La escena, cada vez más habitual, ha convertido a esta recóndita localidad malagueña en un curioso paraíso caprino. Aunque muchos vecinos creían que con la llegada de octubre y la bajada de las temperaturas en el interior igual se marcharían, la realidad es que estos divertidos vecinos se resisten a marcharse del pueblo.
Varios residentes han logrado captar imágenes de estas visitas nocturnas; especialmente la vecina Rocío Ortiz, que comparte en redes la actitud de los animales campando a sus anchas por las calles del pueblo. Rocío incluso ha apodado al macho que más suele bajar al pueblo como Duke. "Le hemos puesto así por su forma de andar. Una noche, en lo más alto de la cueva, se tumbó unos minutos simplemente a disfrutar de la madrugada y le dije a mi hijo Míralo, parece un duque... Y así lo llamamos", declara.
Así, la mujer cree que los otros animales que se han dejado ver por la localidad son parte de la familia de Duke, que es de un mayor tamaño respecto a ellos. Normalmente bajan tres machos, dos más jóvenes. "Esos dos siempre van uno detrás del otro. Como se pongan de frente, empiezan a pelearse", confiesa esta vecina entre risas.

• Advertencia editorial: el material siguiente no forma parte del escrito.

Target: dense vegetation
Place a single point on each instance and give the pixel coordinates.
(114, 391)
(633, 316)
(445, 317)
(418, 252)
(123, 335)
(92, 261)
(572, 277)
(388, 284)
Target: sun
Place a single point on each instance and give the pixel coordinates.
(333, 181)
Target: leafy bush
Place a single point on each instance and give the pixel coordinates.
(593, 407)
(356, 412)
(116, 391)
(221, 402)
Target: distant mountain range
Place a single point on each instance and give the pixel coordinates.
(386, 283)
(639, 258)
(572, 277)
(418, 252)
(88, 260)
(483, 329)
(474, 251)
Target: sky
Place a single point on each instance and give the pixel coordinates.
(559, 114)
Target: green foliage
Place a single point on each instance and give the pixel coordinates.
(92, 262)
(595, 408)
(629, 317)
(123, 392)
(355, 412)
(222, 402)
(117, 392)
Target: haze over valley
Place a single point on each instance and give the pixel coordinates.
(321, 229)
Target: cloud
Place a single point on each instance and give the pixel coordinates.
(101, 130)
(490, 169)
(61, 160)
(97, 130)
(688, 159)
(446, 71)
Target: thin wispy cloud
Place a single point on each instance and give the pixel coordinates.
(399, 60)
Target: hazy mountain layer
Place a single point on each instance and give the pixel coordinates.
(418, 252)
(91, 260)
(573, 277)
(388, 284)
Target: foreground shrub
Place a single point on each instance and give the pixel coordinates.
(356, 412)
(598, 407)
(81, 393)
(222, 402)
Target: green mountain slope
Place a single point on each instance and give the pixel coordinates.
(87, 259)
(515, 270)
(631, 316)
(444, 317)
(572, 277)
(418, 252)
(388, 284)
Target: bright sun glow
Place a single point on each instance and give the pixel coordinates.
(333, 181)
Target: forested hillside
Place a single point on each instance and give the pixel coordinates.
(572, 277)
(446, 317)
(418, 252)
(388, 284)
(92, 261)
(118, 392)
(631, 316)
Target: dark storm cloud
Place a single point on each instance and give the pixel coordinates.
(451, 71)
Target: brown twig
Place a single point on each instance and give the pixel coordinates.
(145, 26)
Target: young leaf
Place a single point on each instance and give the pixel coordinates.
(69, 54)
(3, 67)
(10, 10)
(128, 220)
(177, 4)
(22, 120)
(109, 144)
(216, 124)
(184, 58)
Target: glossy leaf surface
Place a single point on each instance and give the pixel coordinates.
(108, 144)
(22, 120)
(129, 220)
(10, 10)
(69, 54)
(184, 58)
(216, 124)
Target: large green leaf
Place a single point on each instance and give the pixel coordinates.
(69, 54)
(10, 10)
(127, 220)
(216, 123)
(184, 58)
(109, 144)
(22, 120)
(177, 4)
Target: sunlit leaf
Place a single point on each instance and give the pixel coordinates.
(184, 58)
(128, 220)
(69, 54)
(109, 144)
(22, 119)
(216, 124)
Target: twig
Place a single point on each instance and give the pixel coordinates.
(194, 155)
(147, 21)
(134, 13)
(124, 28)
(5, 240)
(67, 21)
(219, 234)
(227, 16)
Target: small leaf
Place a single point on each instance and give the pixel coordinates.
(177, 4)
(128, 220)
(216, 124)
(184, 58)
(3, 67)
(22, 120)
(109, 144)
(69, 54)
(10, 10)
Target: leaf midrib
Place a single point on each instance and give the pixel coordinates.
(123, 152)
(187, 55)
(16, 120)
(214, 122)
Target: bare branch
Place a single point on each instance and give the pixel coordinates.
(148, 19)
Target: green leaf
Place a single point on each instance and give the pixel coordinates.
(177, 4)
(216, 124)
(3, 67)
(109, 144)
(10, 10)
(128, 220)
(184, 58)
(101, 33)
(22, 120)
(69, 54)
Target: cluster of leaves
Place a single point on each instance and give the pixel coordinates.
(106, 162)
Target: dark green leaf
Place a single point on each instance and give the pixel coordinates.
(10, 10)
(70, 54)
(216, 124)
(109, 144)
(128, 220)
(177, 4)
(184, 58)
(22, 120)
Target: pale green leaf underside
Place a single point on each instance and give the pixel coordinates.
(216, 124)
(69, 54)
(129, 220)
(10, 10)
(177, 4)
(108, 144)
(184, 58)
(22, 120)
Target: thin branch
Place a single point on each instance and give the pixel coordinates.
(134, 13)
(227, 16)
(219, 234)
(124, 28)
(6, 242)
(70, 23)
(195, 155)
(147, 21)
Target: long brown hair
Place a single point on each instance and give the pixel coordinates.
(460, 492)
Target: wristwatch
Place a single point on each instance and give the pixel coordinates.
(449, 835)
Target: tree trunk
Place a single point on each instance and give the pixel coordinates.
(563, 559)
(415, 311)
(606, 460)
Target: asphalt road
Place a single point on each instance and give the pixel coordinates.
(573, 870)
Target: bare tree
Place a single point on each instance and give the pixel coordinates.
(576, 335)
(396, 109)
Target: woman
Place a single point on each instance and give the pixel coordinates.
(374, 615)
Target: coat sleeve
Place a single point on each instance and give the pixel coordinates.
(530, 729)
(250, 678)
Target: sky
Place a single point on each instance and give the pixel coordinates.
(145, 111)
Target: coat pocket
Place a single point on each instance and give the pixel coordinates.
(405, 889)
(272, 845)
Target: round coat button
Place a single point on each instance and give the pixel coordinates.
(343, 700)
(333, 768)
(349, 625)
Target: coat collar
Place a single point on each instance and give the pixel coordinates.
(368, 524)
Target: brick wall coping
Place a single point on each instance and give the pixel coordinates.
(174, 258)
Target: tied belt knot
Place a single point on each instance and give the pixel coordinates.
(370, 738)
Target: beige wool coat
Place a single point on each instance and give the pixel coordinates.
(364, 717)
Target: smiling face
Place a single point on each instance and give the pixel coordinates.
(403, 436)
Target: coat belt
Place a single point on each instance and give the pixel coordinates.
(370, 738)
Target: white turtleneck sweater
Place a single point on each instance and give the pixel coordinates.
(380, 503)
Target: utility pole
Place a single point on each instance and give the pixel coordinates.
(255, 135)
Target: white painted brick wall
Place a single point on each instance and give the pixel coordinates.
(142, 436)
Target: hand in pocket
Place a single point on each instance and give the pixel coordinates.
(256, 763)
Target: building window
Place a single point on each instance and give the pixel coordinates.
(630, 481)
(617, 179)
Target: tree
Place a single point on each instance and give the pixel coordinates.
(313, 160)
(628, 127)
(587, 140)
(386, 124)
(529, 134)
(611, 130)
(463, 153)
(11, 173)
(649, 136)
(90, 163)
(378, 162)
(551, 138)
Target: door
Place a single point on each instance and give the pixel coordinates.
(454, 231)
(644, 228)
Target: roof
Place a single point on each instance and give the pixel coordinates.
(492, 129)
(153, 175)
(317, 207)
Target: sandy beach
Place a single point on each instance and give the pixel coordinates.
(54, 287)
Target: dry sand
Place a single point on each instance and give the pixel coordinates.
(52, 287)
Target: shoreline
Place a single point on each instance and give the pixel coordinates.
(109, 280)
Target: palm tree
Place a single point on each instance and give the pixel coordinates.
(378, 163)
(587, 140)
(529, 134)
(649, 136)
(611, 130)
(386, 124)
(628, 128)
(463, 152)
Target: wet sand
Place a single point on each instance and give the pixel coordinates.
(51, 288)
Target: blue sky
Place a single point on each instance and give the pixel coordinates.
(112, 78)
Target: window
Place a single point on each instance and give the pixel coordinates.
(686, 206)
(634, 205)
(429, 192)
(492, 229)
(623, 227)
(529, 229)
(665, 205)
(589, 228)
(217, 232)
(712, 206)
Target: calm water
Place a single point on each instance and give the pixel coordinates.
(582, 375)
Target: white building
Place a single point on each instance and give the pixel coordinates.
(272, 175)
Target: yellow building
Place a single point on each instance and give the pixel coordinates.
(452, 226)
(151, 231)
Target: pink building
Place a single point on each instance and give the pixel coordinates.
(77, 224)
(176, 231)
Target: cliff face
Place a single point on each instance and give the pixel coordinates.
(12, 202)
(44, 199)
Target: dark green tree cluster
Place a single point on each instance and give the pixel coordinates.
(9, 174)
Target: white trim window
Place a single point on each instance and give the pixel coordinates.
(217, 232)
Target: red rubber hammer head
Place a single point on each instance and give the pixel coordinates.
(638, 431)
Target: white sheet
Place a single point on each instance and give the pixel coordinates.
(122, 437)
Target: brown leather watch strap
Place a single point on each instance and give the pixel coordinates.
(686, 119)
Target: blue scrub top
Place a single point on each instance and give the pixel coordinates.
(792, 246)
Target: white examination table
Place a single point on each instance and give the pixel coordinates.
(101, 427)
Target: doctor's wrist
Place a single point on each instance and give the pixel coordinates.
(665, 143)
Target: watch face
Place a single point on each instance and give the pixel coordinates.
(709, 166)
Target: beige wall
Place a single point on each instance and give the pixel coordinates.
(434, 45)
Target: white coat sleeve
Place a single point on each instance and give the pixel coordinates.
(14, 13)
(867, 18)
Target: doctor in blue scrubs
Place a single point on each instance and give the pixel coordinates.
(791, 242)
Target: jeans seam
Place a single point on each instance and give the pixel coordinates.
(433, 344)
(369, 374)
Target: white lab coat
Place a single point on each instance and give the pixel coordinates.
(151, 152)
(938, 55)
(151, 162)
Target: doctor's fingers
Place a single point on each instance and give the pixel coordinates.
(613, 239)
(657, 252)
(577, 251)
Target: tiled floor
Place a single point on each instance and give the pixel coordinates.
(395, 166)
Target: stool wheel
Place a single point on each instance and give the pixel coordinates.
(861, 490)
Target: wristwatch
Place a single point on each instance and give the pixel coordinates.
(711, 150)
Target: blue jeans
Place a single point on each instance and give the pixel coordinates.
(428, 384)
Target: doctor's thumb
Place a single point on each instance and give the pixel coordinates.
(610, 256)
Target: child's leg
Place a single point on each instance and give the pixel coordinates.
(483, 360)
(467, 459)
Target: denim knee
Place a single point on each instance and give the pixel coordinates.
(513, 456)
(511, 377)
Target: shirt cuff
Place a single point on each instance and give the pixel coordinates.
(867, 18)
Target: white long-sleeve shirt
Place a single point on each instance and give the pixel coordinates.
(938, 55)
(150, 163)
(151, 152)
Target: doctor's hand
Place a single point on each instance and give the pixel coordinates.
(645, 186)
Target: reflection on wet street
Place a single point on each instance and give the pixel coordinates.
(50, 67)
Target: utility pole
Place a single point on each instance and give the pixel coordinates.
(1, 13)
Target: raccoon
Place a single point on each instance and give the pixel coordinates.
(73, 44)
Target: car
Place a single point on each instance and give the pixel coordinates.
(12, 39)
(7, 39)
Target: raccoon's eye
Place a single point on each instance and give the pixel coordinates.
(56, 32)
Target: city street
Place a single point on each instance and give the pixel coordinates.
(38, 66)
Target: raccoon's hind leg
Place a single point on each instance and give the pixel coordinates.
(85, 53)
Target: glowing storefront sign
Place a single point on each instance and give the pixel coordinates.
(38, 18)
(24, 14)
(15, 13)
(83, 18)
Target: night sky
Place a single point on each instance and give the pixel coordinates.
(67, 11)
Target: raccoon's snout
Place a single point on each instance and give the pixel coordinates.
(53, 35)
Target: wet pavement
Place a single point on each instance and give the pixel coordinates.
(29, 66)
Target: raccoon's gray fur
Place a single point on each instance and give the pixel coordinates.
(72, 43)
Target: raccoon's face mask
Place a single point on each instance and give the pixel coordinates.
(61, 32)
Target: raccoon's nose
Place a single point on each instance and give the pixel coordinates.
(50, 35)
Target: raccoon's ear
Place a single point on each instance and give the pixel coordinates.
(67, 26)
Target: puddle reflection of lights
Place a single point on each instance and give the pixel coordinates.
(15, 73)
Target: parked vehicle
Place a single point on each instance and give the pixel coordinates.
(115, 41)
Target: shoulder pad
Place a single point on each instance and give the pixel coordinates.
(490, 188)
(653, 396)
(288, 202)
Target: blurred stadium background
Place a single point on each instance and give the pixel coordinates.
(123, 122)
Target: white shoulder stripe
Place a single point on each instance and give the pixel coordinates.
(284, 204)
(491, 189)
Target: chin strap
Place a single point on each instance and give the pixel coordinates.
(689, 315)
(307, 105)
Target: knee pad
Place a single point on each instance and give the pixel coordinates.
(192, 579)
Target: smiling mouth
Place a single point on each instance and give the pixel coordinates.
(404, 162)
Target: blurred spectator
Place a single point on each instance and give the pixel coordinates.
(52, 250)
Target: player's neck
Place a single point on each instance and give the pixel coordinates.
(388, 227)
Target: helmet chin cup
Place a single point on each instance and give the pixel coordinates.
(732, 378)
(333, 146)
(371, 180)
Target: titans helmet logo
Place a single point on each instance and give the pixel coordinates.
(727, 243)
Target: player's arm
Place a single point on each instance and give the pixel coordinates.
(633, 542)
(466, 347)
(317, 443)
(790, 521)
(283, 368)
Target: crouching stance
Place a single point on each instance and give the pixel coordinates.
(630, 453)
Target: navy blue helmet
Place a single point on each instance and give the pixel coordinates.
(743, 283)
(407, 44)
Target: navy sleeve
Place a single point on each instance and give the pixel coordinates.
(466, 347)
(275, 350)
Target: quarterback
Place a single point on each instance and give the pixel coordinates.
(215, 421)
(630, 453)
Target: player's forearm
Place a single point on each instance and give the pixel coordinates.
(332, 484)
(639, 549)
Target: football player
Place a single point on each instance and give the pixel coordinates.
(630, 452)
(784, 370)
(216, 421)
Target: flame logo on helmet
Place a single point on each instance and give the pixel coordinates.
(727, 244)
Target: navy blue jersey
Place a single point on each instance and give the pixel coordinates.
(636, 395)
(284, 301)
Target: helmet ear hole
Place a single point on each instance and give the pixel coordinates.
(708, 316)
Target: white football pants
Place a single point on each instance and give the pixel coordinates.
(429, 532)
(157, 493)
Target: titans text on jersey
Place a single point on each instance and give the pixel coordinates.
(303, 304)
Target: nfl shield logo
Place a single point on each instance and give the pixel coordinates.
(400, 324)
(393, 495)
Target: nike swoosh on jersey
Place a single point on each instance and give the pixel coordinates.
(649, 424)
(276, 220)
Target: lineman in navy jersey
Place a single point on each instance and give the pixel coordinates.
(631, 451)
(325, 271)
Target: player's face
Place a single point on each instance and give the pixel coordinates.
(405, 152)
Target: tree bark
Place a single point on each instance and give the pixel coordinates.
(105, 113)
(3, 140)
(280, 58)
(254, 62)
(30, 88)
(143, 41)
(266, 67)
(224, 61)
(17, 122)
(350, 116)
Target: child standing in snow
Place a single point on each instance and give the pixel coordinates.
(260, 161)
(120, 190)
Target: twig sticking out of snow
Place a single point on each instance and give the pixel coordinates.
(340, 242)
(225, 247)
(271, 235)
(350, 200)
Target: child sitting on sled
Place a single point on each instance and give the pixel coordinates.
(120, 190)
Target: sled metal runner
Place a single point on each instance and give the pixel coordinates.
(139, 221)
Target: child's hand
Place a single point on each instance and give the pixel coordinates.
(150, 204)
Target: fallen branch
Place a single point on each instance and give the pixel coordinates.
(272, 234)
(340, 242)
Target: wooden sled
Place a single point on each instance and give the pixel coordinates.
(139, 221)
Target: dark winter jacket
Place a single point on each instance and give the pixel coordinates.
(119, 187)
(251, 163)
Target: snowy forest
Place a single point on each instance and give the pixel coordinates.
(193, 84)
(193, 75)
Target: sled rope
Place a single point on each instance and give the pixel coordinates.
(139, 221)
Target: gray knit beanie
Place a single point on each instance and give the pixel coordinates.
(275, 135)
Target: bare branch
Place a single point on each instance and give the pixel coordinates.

Al parecer, los tres llegaron el pasado mes de junio con la primera ola de calor. "Duke es el que manda, siempre va el primero, y unos diez minutos después ya aparecen los otros", declara esta vecina, que siempre los graba y comparte las bellas imágenes en su perfil de Facebook.
Estos machos suelen dejarse ver por la parte superior del pueblo, que los oriundos de Canillas de Aceituno denominan como la Sierrecilla, pero también en el mismo centro del pueblo, hasta en la plaza del Ayuntamiento. Aunque cada vez están más cómodos y los vecinos ya no se sorprenden si los ven en cualquier otra parte. Esta semana, según cuenta Ortiz, han sido vistas junto a la Cueva Millón, en la calle Balsilla, pero también bajando por la calle Convento.
Una imagen de dos de los animales.
Rocío, que ya se ha hecho una experta en estos machos monteses, cree que Duke tiene unos 10 años por los nudos de su cornamenta. "Aquí siempre hemos tenido cabras, pero con esto de las cámaras de los móviles, ahora podemos disfrutar mucho más de ellos", dice otra vecina del pueblo, que asegura que la estampa de ver los animales por el pueblo es algo precioso que viven todos los residentes al máximo. Si bien, Ortiz remarca que espera a las tres o cuatro de la madrugada para verlas, por lo que hay que tener mucha paciencia para captar buenas imágenes.
Ortiz asegura que cuando cae la noche, "ellos mandan". Son los "jefes". ¿Pasarán el invierno en Canillas de Aceituno? Habrá que ver cómo se van desarrollando los acontecimientos, pero cómodos se les ve.